December 28, 2012
2012 is coming to an end. And I cannot believe that it is going to be over. It seems just like yesterday when I was welcoming 2012. Another year has passed and life is still going. Time flies so quickly, it is like one minute you are looking at it and the next minute, you blink and another year stands in front of you.
Personally 2012 started with a bang and it gave me the biggest news ever. On January 7, 2012, I came in contact with the eldest of my cousins. We had lost contact with him 30 years ago due to a lot of things that happened in our family. But it was definitely the best day to know that the kids who always existed in talks were real. Growing up, I and my cousins made a pact that we will find them when we are much more elder but we never had to do that.
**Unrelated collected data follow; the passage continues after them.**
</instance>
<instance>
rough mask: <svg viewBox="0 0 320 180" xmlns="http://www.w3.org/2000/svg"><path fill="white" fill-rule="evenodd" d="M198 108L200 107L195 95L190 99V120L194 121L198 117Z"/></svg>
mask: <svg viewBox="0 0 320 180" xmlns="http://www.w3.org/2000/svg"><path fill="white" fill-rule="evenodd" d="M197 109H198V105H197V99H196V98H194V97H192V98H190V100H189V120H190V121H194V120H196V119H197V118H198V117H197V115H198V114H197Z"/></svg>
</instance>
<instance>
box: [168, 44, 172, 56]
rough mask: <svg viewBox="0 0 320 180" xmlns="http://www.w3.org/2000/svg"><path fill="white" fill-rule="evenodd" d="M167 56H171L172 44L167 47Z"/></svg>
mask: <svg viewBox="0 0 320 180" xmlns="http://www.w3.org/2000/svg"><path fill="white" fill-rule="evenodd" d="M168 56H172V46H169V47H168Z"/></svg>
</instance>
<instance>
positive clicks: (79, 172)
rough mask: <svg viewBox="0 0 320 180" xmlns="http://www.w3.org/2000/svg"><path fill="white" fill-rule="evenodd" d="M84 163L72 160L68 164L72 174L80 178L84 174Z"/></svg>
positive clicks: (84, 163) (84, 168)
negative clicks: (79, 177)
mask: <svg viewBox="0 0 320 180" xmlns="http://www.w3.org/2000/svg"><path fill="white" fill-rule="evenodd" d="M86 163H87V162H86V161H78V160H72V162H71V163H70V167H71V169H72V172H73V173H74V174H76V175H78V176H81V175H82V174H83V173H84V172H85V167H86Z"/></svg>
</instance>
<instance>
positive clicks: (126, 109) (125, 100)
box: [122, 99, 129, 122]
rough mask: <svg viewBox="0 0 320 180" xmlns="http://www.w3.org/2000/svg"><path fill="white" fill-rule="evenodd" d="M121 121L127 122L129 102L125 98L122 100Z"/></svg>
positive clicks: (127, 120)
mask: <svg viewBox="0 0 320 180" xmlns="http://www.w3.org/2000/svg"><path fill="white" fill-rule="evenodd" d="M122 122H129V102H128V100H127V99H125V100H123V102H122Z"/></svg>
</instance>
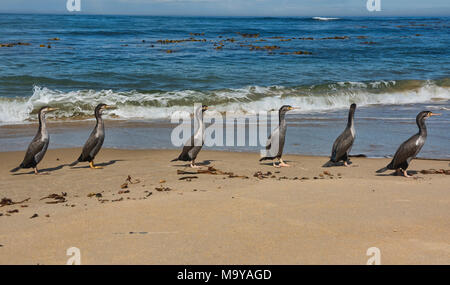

It was also the year I officially started a blog and although I am not consistent at all. I will try my level best to be so. I am not sure of anything in my life at all. And I am confused as hell on so many different things that are life changing and important. But I became sure of one thing. And that was that I can put my thoughts into my words. And that is my strength. No one can take that away from me. It is one of those things that is just mine.
The biggest shock that I got was when I was told that Muteeba aka my best friend who I consider as a sister, is going to Pakistan forever to continue her studies. No comments on how I felt. Because it was downright the most unbelievable thing I had heard. But it did happen. The next shock that I got was when she came back because of our stupid education system. Thank you, education system. But I got to have one more year with her. What could be more awesome than that ?
I lost a lot of battles this year but won a lot of them too. I experienced things I hadn’t before and realised that things happen in a different manner than I thought as well. I also made new friends and thankfully didn’t lose any old ones.
Honestly, my life is filled with so much drama and things happening all the time that I cannot remember half of the things that have happened this year. One back draw of this year was that I could not finish my challenge of reading hundred books because I fell into a phase where I think, social media engulfed me and I abandoned my poor books. But no problem, I am back on track and they will get full attention. I read 78 books. Not good at all.
The coming year is very important and crucial for me. Because this year is going to decide what my future will get to be like. Where I will stand ten years from now. I will be starting a whole new chapter of my life and this year is all going to be about that. Whatever happens in this year, I hope it happens for a good reason and happens in the best of my interests. I do not know whether next year I will still be able to say that 2013 was an awesome year. But I hope that I do get to say it and mean it too.
P.S. I apologize for being such a lazy ass and uploading this after 16 days of New Years start.